6. Women’s Hour (Edinburgh Fringe):  Feminist protest theater about the media images of women.  Sign me up.  Somewhere between performance art and a variety show, these women brought a joyful noise to a serious and tough subject.  Smart and cutting.

7. The Glass Menagerie (Toneelgroep Amsterdam): Yeah I went to Amsterdam to see Sam Gold’s production of The Glass Menagerie, a play I don’t actually like.  What of it?  You know what.  It was worth it.  Taking the histrionics down a notch and just focusing on the intimacy of a struggling family, Gold and the talented Toneelgroep ensemble made the memory play magic happen but kept the drama grounded.  No fanciful bullshit.  All hard truths.  

8. Polyphony (Edinburgh Fringe):  Daniel Kitson was back to Edinburgh with a new show which relied on pre-recorded segments.  Thankfully this time he was an active participant in the story about a man putting on a play.  Whether this was a show about Kitson battling his own creative demons or another pleading exploration of his curmudgeonly persona or fiction layered on truth in ways we’ll never know, it was both a return to form (intricately structured layered narrative) and incremental movement away from what he's done before.  He keeps pushing at the edges of storytelling and it's always in the border regions that his structural work excites.  

9. Our Ladies of Perpetual Succour (Edinburgh Fringe):  In some ways this is the most mainstream show on my list.  It is written by Billy Elliot scribe Lee Hall and at times it can feel like a ELO jukebox musical (yeah, what?), but it’s about young women, living life on their terms, full of sexual agency, in a world that really is inhospitable to them.  It’s an all-girl ensemble (and an all-female band when I saw the production) and it’s a coming-of-age story we’ve seen many times before but so rarely from an exclusively female perspective.  And they all kick-ass.  (I received a complimentary ticket).

10.  Kill My Darlings: The Streets of Berladelphia (Volksbuhne/Berlin):  I had to include this show more for my experience of it than for what happened on stage.  I can't actually tell you what the show was about.  I saw it in German without super-titles.  But I learned that seeing work outside my native language could be really liberating.  With dancers descending from the rafters on wires, a rainstorm on stage, audience members being invited to the stage to slip-and-slide in the rain puddles, and a helpless octopus I was shaken and moved by it.  
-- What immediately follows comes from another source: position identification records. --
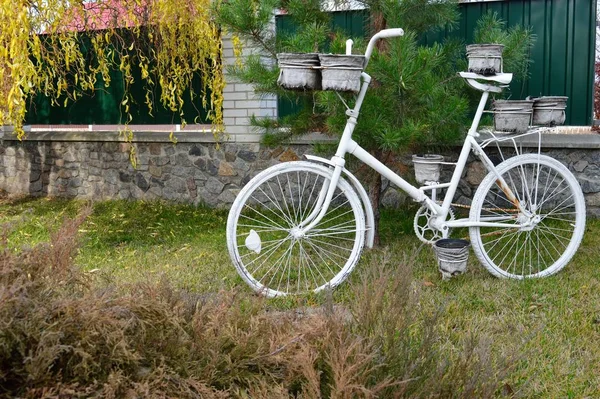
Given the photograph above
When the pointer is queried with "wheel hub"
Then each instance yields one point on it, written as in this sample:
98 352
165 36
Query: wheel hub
528 223
296 233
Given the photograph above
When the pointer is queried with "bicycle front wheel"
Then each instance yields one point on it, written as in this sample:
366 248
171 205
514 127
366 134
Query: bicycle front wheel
261 235
543 233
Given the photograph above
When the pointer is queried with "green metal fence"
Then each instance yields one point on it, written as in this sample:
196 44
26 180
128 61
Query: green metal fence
563 55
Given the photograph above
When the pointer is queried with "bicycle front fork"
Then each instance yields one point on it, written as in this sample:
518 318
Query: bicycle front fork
323 202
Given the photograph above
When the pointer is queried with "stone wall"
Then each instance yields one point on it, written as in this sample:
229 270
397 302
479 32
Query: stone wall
186 172
202 172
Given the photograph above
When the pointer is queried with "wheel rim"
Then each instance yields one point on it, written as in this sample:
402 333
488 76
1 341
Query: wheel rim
550 233
268 252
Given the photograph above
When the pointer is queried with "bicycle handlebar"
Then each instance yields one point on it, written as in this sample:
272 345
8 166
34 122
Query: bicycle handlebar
384 34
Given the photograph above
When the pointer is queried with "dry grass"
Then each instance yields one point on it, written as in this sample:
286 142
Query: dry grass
64 335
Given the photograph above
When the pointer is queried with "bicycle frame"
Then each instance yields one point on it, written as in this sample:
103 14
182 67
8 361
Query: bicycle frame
348 145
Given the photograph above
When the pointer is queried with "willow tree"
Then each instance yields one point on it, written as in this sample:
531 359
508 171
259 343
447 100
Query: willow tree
65 49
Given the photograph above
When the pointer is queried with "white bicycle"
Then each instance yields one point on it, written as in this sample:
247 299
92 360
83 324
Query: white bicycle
301 226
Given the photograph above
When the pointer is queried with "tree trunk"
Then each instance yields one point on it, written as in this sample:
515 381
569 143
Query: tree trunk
375 197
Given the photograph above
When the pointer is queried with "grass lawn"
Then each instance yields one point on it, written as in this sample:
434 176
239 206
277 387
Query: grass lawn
553 323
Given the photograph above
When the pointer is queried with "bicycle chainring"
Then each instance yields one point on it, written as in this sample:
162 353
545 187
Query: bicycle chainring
423 230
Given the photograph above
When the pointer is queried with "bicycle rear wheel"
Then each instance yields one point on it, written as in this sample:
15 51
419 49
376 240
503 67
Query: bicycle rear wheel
260 231
538 240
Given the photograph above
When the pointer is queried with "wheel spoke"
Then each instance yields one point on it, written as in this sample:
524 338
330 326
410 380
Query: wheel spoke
275 202
546 233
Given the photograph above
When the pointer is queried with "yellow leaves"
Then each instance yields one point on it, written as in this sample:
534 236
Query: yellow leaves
182 42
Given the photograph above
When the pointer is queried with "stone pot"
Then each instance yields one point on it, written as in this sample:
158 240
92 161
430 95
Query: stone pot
512 115
341 72
485 59
452 256
299 71
549 111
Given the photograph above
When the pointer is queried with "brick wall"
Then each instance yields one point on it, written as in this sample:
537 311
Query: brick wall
240 101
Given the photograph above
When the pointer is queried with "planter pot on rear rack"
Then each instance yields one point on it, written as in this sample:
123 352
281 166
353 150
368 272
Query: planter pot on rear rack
485 59
549 111
341 72
299 71
452 255
427 167
512 115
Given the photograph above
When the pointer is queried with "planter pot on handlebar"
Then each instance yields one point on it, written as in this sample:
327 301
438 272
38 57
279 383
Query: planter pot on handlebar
341 72
299 71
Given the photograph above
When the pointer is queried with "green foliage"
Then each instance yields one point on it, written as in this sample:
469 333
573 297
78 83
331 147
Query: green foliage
67 334
415 98
517 41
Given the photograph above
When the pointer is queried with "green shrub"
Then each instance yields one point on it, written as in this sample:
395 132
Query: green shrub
63 334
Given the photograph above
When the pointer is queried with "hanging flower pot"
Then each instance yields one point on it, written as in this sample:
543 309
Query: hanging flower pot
512 115
341 72
299 71
485 59
452 255
549 111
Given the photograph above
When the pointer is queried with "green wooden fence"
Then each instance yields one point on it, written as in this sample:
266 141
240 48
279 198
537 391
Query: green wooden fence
563 63
563 55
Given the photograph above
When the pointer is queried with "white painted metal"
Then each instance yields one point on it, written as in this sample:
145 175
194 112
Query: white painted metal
301 226
369 214
289 261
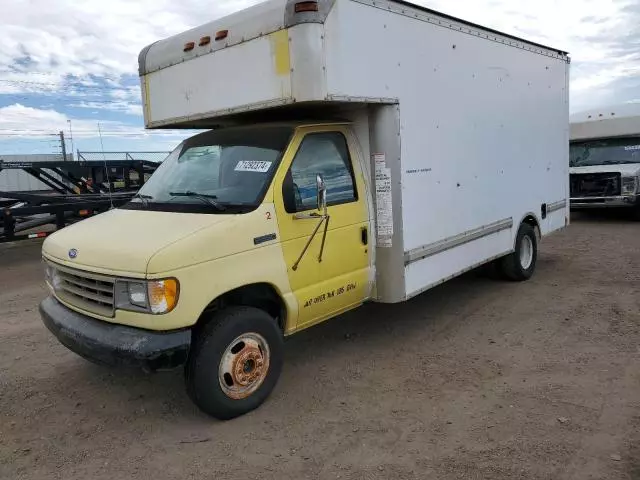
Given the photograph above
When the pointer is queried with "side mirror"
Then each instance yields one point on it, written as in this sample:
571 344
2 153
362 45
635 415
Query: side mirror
322 193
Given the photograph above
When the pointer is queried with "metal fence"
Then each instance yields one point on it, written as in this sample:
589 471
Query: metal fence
122 156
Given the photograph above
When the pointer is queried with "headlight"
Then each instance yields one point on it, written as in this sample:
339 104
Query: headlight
151 296
51 276
629 185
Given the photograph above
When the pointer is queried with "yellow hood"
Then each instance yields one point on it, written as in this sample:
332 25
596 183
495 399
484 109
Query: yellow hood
123 241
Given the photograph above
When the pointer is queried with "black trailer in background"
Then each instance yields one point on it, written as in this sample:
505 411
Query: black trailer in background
78 190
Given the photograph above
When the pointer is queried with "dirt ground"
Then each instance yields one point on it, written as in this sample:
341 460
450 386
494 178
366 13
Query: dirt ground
477 379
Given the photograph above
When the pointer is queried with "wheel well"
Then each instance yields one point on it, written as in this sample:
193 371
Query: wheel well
530 219
258 295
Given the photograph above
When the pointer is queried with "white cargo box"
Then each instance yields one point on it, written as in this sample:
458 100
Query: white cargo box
468 126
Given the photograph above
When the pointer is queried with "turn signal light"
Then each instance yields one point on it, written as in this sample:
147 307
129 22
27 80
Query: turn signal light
163 295
306 7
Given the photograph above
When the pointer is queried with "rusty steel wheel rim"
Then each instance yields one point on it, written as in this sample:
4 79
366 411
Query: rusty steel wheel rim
244 366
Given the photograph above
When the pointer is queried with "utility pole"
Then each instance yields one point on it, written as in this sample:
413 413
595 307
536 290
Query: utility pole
73 149
63 146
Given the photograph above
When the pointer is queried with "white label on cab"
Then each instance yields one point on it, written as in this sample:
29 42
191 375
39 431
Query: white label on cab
253 166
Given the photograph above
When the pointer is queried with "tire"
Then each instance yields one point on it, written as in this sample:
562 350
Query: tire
520 265
239 343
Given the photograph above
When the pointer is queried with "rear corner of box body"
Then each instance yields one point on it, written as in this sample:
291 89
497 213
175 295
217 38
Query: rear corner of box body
385 152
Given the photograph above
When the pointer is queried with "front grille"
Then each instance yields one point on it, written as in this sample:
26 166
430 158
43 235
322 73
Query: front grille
88 291
595 185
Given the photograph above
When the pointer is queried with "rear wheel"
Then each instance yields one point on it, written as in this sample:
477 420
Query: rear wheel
521 264
235 363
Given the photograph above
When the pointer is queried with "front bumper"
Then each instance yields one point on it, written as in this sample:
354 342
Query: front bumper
113 344
605 202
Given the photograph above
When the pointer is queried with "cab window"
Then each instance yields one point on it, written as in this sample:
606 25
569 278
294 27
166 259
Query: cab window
326 154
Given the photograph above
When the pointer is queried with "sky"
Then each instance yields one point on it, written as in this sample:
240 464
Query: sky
72 66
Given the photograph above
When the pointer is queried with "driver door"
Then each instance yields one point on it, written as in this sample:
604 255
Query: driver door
330 276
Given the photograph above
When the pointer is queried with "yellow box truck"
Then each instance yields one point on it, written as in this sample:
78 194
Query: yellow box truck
354 151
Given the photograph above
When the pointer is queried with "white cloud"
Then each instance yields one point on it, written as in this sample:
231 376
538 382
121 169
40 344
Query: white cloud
81 51
18 120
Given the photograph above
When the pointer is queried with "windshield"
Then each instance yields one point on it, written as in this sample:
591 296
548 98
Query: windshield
216 171
605 152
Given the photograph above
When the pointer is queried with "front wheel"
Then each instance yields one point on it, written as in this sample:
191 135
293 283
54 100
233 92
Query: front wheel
235 362
521 264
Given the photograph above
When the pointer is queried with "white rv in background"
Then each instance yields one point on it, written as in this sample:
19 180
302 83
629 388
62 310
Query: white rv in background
605 158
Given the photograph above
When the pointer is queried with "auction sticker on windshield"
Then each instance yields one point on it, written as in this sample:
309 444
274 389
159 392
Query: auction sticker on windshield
253 166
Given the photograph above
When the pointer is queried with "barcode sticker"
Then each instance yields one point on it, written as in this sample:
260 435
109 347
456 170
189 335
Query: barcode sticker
253 166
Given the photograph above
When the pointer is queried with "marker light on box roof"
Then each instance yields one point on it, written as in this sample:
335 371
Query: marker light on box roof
306 7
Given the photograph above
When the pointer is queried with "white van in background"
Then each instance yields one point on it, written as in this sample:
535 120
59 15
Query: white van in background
605 158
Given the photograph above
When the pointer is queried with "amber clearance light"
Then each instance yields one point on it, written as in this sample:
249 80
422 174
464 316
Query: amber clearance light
306 7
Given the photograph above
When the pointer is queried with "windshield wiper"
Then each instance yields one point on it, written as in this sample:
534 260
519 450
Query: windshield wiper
209 199
143 198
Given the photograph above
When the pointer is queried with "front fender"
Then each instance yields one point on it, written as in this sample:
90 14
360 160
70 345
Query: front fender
202 283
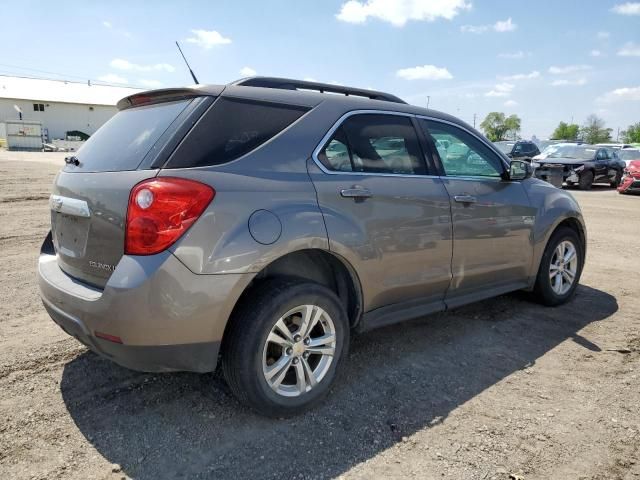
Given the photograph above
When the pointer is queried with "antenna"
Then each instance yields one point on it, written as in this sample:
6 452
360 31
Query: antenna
193 75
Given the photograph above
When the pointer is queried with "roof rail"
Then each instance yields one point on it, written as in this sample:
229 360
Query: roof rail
290 84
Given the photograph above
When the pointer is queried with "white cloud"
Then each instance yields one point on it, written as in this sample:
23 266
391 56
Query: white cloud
565 83
500 26
500 90
424 72
247 72
568 69
629 50
112 78
629 8
149 83
514 55
121 64
625 93
207 39
399 12
521 76
505 26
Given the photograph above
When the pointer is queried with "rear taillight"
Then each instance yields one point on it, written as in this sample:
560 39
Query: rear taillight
161 210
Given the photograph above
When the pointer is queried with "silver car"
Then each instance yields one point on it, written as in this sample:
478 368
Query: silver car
260 224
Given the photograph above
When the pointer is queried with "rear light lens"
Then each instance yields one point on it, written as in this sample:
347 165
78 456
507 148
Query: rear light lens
161 210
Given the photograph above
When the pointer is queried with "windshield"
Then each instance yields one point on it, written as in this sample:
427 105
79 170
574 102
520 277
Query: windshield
505 147
570 151
629 154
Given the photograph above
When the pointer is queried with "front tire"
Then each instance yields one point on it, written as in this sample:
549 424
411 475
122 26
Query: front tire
560 268
285 346
586 180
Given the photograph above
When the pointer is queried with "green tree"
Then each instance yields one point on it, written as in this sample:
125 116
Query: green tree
631 134
566 131
497 126
594 131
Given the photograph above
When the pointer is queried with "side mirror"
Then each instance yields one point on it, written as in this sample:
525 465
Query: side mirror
519 170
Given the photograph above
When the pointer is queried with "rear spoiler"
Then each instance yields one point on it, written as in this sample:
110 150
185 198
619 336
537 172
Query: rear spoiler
168 95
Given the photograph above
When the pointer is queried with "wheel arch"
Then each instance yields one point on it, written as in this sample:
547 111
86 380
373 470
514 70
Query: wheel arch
314 265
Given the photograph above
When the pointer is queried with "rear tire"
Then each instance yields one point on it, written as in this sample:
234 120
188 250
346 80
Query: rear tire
616 182
559 271
268 356
586 180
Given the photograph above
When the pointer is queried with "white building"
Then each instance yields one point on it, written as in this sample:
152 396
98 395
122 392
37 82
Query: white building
60 106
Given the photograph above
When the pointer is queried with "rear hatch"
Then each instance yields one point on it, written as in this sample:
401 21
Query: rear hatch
91 193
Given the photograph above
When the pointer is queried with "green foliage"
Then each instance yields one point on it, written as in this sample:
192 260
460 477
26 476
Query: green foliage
497 126
631 134
594 131
566 131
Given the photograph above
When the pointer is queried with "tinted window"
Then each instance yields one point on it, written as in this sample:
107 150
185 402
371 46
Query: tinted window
231 128
466 155
123 142
374 144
Honorable mentions: Simon Godwin again wrangling difficult material into something riveting with Man and Superman, Sebastian Nubling's literal car crash Ring Cycle epic, The Beauty of Revenge, the Berliner Ensemble's criss-cross-dressing Twelfth Night and the handsome face of Sabin Tambrea,  Jamie Lloyd putting James McAvoy on a unicycle in his underwear in The Ruling Class, Mark Rylance being Mark Rylance in Farinelli, the joyful silliness of Dracula: Mr. Swallow the Musical, the secret life of YouMeBumBumTrain, the thumping-heartbeats of The Body, the ridiculous and delightful Harlequinade, Sonia Jalaly's extreme exuberance in Happy Birthday Without You which made me laugh until I was crying, the delicate magic of This Is Not a Magic Show, the unexpected rawness of The Solid Life of Sugar Water, the smart and intrepid ensemble in 1972: The Future of Sex, the raw howls of Luke Wright and What I Learned From Johnny Bevan, Sleepwalk Ensemble's haunting Actress, the vivid teen bedroom dreams of Late Night Love, the intense discomfort of Tonight I'm Going to Be the New Me, the creative cacophony of Jess Thom's Backstage in Biscuitland.  


*For the record I’m actually really interested in someone exploring masculinity and its destructive forces on society because I really believe that feminism is about equality and that men suffer from the inequities of society.  Destigmatizing femininity, celebrating the spectrum of masculinity, and allowing men to see themselves outside the confining boxes of contemporary society is something that we’d all benefit from.  But for some reason in 2014 I saw some “boo-hoo” masculinity shows that in my estimation did not go far enough in excavating this.  Making work by men for men with no regard to women and in fact marginalizing women in the process did not, for me, do anything but engage in the kind of erasure I feel like we already experience.